Грушевая хозяйка заботливо заворачивала каждую грушу в четвертинку газеты и укладывала по одной на дно чемодана. Мы помогали.
— Вы у Курсуа живете, да? — Она прекрасно знала, что мы живем у Курсуа. Но это было только зачало, как в старинных сказках. — У менгрелов нельзя квартиру снимать, грязный народ, культуры не понимает, горцы… но абхазы еще хуже, совсем дикие, как похороны у них, не поют — воют, как шакалы… И еда у них хуже, чем сванская… сванов не знаете, и дай бог не знать, бандиты, грабители… хуже чеченцев… — с газетным свертком в грубых руках она склонялась над чемоданом, шевеля своим грушевидным задом, — но чеченцев теперь нет, выселили всех, слава богу, еще бы выселили армян, хорошо было, торгуют, всё торгуют, богатые, и всё торгуют, не могут остановиться, такой жадный народ, армяшки соленые… нет на них турок, — она вдруг озарилась улыбкой, махнула рукой, — азербайджанцы у нас есть, они совсем как турки, злобные, ленивые, у нас, слава богу, мало живут, воры все, хуже цыган… а важные какие, тьфу! Особенно бакинские азербайджанцы, злые, как собаки… Хуже собак… Я правду говорю, мамой клянусь! И армяне, которые из Баку, такие же, как азербайджанцы… А тбилисские армяне, — она сокрушенно махнула рукой, поправила фартук, натянутый на животе, — я их к себе не пускаю, лучше уж евреи… У меня в том году такие евреи жили, не приведи бог, откуда такие берутся… хуже здешних… А грузины приезжали, ой, такую грязь развели, всё варили, жарили, две женщины из кухни не выходили, куру щиплют, перья летят во все стороны, и поют… чего поют? — Она наморщила лоб, обдумывая мысль. — Имеретинцы! Что с них возьмешь? Крестьяне, да? Никакой культуры, виноград грязными ногами топчут… А мнение о себе!
Мы с мамой переглядывались. Мама сжала губы и надула щеки — умирала от смеха. Чемодан наполнился до половины, но речь хозяйки всё не кончалась.
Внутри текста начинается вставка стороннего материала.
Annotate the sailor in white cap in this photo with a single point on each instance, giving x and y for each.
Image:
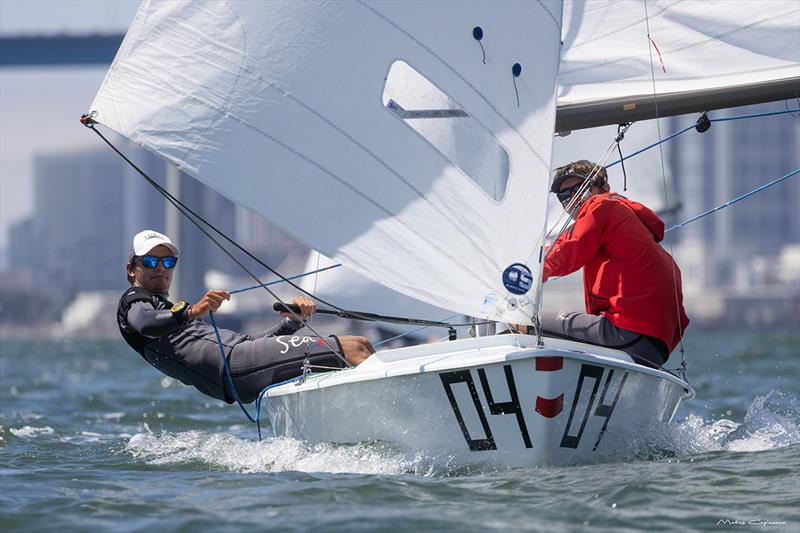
(174, 338)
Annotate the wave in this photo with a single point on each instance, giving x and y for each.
(771, 422)
(276, 454)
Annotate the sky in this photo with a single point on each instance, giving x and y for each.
(40, 107)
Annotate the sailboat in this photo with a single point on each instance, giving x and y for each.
(412, 143)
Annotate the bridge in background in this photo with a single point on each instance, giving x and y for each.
(55, 50)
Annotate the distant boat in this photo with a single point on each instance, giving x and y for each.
(412, 142)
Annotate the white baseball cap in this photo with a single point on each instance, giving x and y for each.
(146, 240)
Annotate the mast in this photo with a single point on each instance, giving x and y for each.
(579, 116)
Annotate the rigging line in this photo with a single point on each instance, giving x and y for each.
(684, 130)
(755, 115)
(281, 281)
(409, 332)
(664, 181)
(735, 200)
(88, 121)
(692, 126)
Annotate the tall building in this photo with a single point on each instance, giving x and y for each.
(78, 219)
(731, 159)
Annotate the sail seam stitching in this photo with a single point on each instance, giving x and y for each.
(330, 173)
(462, 78)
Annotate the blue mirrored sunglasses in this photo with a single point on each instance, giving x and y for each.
(151, 261)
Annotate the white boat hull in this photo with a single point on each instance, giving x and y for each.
(499, 400)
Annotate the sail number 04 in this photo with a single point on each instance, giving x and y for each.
(572, 432)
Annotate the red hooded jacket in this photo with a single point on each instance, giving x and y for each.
(627, 275)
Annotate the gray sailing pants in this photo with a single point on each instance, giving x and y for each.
(264, 361)
(598, 330)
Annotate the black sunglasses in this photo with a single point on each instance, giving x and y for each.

Груши тоже не кончались, и не кончались кавказские народы…
Длинные серьги с красными кораллами мелко позвякивали в ушах. Мне она казалась старой — лет сорок или шестьдесят — и очень страшной: большие, в темной кожистой оправе глаза и золотые зубы.
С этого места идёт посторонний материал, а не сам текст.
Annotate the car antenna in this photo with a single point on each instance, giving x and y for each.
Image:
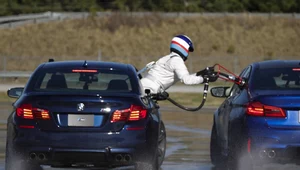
(84, 64)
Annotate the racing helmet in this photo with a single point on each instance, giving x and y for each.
(182, 45)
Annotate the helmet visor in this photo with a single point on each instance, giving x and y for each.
(191, 48)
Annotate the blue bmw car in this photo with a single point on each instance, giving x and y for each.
(258, 122)
(84, 114)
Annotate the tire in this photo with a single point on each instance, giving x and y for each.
(238, 156)
(216, 156)
(159, 153)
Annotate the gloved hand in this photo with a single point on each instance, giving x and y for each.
(162, 96)
(208, 73)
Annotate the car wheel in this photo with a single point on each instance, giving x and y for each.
(13, 161)
(238, 157)
(159, 154)
(216, 156)
(162, 144)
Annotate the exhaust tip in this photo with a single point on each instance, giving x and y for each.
(42, 156)
(127, 158)
(119, 157)
(263, 154)
(272, 154)
(32, 156)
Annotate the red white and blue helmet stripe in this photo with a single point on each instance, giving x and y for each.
(182, 44)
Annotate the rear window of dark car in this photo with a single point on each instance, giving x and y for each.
(83, 80)
(277, 78)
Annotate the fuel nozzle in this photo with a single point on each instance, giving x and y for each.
(227, 75)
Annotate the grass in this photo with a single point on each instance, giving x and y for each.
(139, 40)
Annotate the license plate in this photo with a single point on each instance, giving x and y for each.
(80, 120)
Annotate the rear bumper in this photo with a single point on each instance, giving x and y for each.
(86, 148)
(274, 145)
(68, 157)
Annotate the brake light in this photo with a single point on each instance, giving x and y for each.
(84, 71)
(26, 111)
(134, 113)
(259, 109)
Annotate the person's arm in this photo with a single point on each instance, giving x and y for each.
(180, 69)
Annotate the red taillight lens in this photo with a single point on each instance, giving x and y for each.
(26, 111)
(259, 109)
(134, 113)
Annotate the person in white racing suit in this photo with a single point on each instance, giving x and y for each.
(171, 68)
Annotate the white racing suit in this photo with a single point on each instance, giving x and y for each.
(166, 72)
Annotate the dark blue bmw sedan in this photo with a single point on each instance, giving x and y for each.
(84, 113)
(259, 122)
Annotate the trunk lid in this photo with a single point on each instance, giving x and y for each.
(81, 112)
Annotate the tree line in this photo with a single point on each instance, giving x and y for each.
(14, 7)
— Что грузины? — продолжала она. — Пыль в глаза! Дым! Вай! Вай! — один пустой разговор! Пустой народ! А, что грузины? Тут аджарцы есть, в Батуми, так они — смех, а не народ! — хуже всех живут, мамалыгу одну едят, а тоже… О себе много думают!
Заполнялись последние ряды. Один ряд груш она укладывала основанием вниз, следующий вниз вершинкой. Кавказские народы — аварцы, осетины, балкарцы, ингуши и другие, нам не ведомые, расставлены были по местам, по нисходящей лестнице, где каждый вновь упоминаемый был еще хуже предыдущих.